Shutting down the cell phone service for that long in Afghanistan is a bad thing for the innocent people just trying live a normal life. The country doesn't have a very good land based infrastructure. Once cell phone service is deactivated, communications between people, emergency services and other vital sources is for the most part, cut off completely.
The situation is not like it is here in the United States, if our cell phone service fails, we can still pick up the land line phone in the house and make and receive phone calls. In most cases, the cell phone is the only means of communication for most of the people in Afghanistan.
A lack of cell phone service to this multitude of people would not only cut their communications to other people, emergency services and other vital sources, it would also leave the innocent people wide open to attack by the Taliban, without being able to communicate it to anyone else.
I personally don't think for a second that the Taliban's only reason for shutting this system down is for their own safety. This is just another case where the totalitarian Taliban extremists believe that world should conform to them.
Fortunately, Afghanistan's communication companies are used to this type of thing.
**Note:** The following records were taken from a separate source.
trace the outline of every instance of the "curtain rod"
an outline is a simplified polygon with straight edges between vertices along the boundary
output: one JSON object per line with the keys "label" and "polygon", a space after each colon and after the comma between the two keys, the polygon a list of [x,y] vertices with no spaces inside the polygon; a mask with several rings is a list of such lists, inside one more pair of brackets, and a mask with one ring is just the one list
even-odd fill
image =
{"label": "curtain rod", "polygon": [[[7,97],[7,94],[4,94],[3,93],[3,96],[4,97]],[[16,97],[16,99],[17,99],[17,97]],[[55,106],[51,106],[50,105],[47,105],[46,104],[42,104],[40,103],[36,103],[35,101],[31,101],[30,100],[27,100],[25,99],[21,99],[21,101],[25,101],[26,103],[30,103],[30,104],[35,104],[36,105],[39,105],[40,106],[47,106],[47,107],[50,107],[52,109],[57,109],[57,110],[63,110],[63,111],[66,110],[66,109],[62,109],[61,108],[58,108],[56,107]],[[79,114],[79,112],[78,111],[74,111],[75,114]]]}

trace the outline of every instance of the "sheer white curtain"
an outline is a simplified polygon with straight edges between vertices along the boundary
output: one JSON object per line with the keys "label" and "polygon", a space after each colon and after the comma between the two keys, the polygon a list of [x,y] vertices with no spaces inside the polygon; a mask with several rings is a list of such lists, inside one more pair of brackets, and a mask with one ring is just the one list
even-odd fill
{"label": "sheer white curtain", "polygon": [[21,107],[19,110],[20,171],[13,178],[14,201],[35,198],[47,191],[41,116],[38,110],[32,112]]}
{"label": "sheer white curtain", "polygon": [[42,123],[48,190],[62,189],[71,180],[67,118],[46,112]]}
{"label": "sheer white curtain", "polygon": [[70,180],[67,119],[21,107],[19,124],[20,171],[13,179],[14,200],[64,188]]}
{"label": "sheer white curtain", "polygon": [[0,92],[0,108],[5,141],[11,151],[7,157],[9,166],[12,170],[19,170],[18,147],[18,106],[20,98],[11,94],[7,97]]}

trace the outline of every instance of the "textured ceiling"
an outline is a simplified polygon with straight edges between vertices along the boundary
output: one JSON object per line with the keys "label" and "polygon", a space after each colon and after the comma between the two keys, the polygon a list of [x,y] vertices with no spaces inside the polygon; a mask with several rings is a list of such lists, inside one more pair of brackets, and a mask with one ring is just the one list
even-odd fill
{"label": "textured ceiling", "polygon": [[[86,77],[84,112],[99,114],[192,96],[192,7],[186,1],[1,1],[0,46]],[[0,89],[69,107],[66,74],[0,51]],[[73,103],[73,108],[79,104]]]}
This isn't the first time the Taliban has challenged mobile operators in Afghanistan. In the past, the group has accused the phone companies of actively working with US troops as well as NATO, although not much has happened as a result of those threats. Still, it's no doubt unsettling to the mobile operators to know that they may be targeted for continuing with business as usual
I am far from a great military leader. Leading thousands of soldiers to battle to the death is more than likely not in my future. I know cell phones can be tracked through GPS if it's turned on, and I once saw on CSI:New York that you can triangulate someone's position between towers with a Dell Inspiron if they make a call. Wouldn't it be a little less difficult if you know, the Taliban shut their personal cell phones off, rather than making an entire country go dark?
If they did shut down the entire service down for the night, it would stop that drunk dialing once the bars close, that's never a bad thing and could prevent embarrassment and that feeling of regret.
DevilsReject feels superior to the Taliban because he knows how Airplane Mode works.